The panel discussed the expenses and difficulties involved in keeping an eye on rapidly changing communication technologies. For example, even though a company might have set up monitoring measures for a certain versions of WhatsApp, platform updates or the addition of new capabilities could make these restrictions useless.
“Technology is ever evolving,” Teasley observed, stressing the importance of constantly updating policies and surveillance tools to keep up with advances in communication technology.
SEC Rule 17a-4, which requires businesses to keep records of all conversations relating to business, is the cornerstone of regulatory obligations. The restriction applies not only to emails but also to emerging kinds of communication, such as text messaging, social media, and even third-party messaging apps.
FINRA Rule 2210, which regulates advertising, adds further complexity, imposing record-keeping requirements for communications that aren’t usually classified as “business” communications, such as marketing messages.
Panelists said in addition to keeping documents, businesses must monitor and examine them. In many recent enforcement cases, the SEC found that firms had failed to check thousands of text messages received on firm-issued cellphones.
“It’s not enough to capture communications—you need to supervise them,” remarked Nathan Ganousis, compliance leader of Edward Jones, a broker-dealer and investment adviser.
Panelists said employee training sessions are a critical component of ensuring compliance, a process that that must repeat over and over.
“It’s not enough to give them a handbook and call it a day,” Ganousis said. “Training needs to be ongoing, with regular reminders and updates.”
Equally important is enforcement. Firms must take disciplinary action when employees violate communication policies, and senior leadership must set the tone from the top.
“If your senior leaders are using off-channel communications, how can you expect the rest of the firm to follow the rules?” asked Tim Holland, senior principal analyst of advertising regulation at FINRA. “The examples that you are setting are what other individuals within the organization are going to follow.”
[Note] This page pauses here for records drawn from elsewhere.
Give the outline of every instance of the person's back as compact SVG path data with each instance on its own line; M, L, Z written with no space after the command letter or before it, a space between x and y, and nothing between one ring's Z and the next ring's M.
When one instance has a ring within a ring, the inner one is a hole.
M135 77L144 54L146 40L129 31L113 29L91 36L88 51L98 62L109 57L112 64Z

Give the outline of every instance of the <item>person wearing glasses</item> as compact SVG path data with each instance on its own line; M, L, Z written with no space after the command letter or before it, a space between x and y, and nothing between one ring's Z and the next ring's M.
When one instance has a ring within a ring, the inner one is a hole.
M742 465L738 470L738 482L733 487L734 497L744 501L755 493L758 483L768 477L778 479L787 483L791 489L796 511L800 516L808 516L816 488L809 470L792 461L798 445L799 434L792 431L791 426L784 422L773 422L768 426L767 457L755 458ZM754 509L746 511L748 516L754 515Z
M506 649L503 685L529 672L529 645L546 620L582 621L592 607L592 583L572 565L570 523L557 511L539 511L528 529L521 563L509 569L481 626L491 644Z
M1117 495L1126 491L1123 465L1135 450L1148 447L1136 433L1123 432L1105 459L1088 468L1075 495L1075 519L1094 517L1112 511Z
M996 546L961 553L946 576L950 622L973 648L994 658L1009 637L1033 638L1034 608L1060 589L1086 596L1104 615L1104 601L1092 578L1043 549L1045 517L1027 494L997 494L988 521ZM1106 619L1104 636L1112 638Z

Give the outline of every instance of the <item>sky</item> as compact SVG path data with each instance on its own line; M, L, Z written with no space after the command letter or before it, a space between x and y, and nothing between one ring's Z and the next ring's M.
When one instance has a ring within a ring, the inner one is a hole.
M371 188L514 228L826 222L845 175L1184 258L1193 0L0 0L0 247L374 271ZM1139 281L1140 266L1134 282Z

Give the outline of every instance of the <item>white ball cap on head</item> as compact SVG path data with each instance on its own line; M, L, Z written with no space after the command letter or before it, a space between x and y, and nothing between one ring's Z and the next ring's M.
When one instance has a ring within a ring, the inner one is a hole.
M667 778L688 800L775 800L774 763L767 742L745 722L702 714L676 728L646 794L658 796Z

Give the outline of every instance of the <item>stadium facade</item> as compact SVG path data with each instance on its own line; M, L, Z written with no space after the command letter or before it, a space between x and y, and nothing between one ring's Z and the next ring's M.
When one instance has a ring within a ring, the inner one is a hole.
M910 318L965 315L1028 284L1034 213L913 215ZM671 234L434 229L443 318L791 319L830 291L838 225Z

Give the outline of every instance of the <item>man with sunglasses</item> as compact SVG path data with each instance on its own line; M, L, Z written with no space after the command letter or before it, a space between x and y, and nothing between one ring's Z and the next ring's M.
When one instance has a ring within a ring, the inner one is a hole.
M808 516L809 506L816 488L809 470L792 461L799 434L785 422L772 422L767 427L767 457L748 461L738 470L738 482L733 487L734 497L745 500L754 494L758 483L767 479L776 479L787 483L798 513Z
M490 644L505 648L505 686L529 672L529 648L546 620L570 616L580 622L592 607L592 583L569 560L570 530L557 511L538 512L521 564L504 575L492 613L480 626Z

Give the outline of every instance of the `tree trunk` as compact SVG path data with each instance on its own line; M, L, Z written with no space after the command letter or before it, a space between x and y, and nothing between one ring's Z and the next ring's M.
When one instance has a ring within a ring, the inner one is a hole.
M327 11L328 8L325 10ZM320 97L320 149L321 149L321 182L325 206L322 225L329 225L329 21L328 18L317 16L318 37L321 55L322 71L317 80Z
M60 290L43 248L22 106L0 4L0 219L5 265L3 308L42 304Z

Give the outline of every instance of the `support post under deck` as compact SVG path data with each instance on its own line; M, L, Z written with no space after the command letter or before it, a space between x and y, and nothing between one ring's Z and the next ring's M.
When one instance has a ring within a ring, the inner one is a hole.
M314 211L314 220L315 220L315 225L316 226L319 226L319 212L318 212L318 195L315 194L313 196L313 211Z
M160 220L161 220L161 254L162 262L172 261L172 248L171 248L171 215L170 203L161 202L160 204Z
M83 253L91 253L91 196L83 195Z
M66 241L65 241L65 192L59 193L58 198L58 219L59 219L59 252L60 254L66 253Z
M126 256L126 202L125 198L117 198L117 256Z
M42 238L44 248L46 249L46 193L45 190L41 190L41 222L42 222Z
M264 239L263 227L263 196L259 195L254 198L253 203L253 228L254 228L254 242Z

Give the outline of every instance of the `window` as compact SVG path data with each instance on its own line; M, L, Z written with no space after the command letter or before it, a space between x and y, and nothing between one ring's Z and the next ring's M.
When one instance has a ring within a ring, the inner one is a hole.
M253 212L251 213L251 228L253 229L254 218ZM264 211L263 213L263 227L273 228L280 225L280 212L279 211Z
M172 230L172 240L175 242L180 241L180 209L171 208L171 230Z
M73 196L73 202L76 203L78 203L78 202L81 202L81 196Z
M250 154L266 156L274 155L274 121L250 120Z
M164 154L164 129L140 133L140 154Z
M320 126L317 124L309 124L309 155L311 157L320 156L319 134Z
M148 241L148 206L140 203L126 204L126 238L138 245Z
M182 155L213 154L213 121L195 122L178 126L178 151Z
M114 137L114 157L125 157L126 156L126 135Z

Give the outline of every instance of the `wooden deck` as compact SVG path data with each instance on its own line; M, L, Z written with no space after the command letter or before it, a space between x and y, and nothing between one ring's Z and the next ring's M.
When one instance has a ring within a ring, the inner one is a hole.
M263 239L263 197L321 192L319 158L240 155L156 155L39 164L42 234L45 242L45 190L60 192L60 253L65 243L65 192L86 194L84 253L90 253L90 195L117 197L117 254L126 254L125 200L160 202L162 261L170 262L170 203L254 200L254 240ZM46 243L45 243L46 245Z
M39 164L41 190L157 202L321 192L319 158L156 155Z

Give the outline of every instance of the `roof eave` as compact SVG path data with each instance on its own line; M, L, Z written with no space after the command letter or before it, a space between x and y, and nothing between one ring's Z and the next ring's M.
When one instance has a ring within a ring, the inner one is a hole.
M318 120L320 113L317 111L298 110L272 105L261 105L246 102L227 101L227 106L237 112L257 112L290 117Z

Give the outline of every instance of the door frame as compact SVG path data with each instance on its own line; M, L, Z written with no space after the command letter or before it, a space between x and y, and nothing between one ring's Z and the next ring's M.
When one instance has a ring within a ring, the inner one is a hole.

Panelists said that while some companies outsource to vendors communication retention and communication, they’re still on the hook for compliance and thus must make sure the vendors are up to the task.
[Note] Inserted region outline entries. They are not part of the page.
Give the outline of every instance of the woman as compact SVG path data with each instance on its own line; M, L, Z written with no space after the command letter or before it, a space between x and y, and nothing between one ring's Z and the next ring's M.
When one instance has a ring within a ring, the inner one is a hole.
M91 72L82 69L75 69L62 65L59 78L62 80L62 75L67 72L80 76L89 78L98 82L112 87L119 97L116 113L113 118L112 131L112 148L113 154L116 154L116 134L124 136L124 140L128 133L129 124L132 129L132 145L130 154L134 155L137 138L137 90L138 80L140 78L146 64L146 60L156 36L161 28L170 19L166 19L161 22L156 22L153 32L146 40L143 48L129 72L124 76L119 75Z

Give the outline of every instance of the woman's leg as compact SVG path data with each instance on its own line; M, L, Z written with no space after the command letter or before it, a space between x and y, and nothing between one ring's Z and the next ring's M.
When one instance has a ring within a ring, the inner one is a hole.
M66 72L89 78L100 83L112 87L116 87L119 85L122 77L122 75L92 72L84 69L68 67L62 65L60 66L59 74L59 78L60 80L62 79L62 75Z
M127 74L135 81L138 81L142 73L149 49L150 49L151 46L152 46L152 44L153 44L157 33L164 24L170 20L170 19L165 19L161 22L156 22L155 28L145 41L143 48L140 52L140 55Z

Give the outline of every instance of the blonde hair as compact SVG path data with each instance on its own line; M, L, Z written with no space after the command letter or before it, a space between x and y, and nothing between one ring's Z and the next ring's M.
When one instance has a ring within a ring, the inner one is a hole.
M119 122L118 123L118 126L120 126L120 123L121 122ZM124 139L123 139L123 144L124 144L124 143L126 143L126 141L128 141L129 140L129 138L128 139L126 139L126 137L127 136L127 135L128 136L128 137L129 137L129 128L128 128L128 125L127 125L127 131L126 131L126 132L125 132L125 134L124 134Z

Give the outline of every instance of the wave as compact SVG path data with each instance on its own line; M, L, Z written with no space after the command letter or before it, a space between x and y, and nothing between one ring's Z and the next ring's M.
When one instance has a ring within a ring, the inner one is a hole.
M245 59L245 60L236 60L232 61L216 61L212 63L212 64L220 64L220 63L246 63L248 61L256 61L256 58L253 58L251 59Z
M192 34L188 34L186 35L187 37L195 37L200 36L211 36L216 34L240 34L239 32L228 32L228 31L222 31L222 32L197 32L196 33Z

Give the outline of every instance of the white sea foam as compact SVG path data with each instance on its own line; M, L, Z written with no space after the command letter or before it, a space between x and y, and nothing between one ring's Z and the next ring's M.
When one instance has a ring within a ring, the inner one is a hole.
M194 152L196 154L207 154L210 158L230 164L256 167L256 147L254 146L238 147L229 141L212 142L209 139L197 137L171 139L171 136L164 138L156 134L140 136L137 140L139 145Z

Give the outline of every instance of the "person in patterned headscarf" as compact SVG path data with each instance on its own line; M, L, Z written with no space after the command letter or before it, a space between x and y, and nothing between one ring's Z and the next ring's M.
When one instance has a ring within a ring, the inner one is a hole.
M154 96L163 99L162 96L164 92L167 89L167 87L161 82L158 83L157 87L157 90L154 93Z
While firms continue to grapple with off-channel communication issues, the fines levied in recent years have sent a clear message: failure to retain and supervise business will not be tolerated by regulators.
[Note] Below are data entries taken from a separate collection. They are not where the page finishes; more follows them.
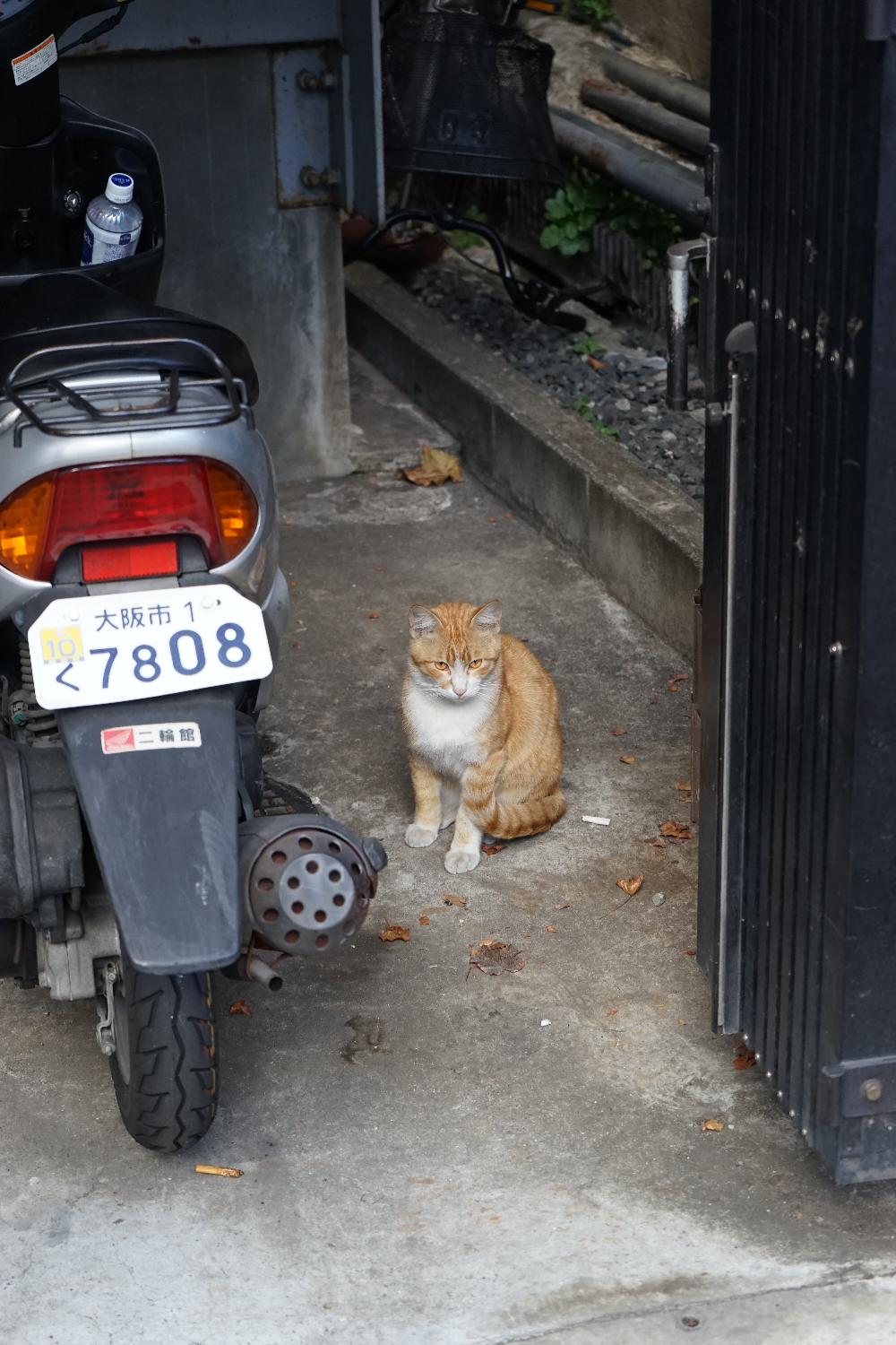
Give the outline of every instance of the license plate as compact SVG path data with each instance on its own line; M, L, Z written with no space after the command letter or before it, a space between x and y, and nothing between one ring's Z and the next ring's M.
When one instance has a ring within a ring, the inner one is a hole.
M28 631L46 710L254 682L271 671L261 608L227 584L56 599Z

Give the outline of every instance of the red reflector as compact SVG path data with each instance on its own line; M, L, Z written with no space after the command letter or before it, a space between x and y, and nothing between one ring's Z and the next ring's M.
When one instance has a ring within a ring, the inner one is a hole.
M105 580L148 580L177 573L177 542L113 542L90 546L81 555L86 584Z

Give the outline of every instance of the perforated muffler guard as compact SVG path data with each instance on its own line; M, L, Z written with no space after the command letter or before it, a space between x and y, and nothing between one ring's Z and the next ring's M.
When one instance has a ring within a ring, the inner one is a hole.
M386 865L379 841L314 814L239 829L240 889L254 929L281 952L332 952L363 924Z

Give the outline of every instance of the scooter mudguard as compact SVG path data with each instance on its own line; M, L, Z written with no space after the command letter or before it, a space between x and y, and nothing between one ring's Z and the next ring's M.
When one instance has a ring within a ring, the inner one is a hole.
M93 847L141 971L223 967L240 946L228 687L56 713Z

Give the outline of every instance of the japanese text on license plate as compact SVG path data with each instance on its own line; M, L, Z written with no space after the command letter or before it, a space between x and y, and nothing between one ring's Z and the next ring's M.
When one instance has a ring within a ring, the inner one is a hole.
M223 584L58 599L28 642L46 709L251 681L271 668L261 609Z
Ganousis said that when developing policies, firms should consider how they engage the various stakeholders to make sure that what those communications is clear and easily understood. He added that relevant examples should be provided to minimize ambiguity.
“Take time to have a fulsome dialogue and engage with other stakeholders as you deploy a new policy or procedure or as you refine it, especially if they’ve been used to one set of policies that are now being updated. Getting that stakeholder engagement before moving forward can be really helpful,” he said.
The panelists agreed that, going forward, the industry must remain vigilant. Firms must go beyond ticking boxes and create environments where employees understand the importance of using approved communication channels and complying with the firm’s policies.
“It’s not just about the rules—it’s about building a culture of compliance,” Holland noted.
“Ultimately, it’s about trust. Trust between the firm, its employee and its clients—and trust between the firm and its regulators.”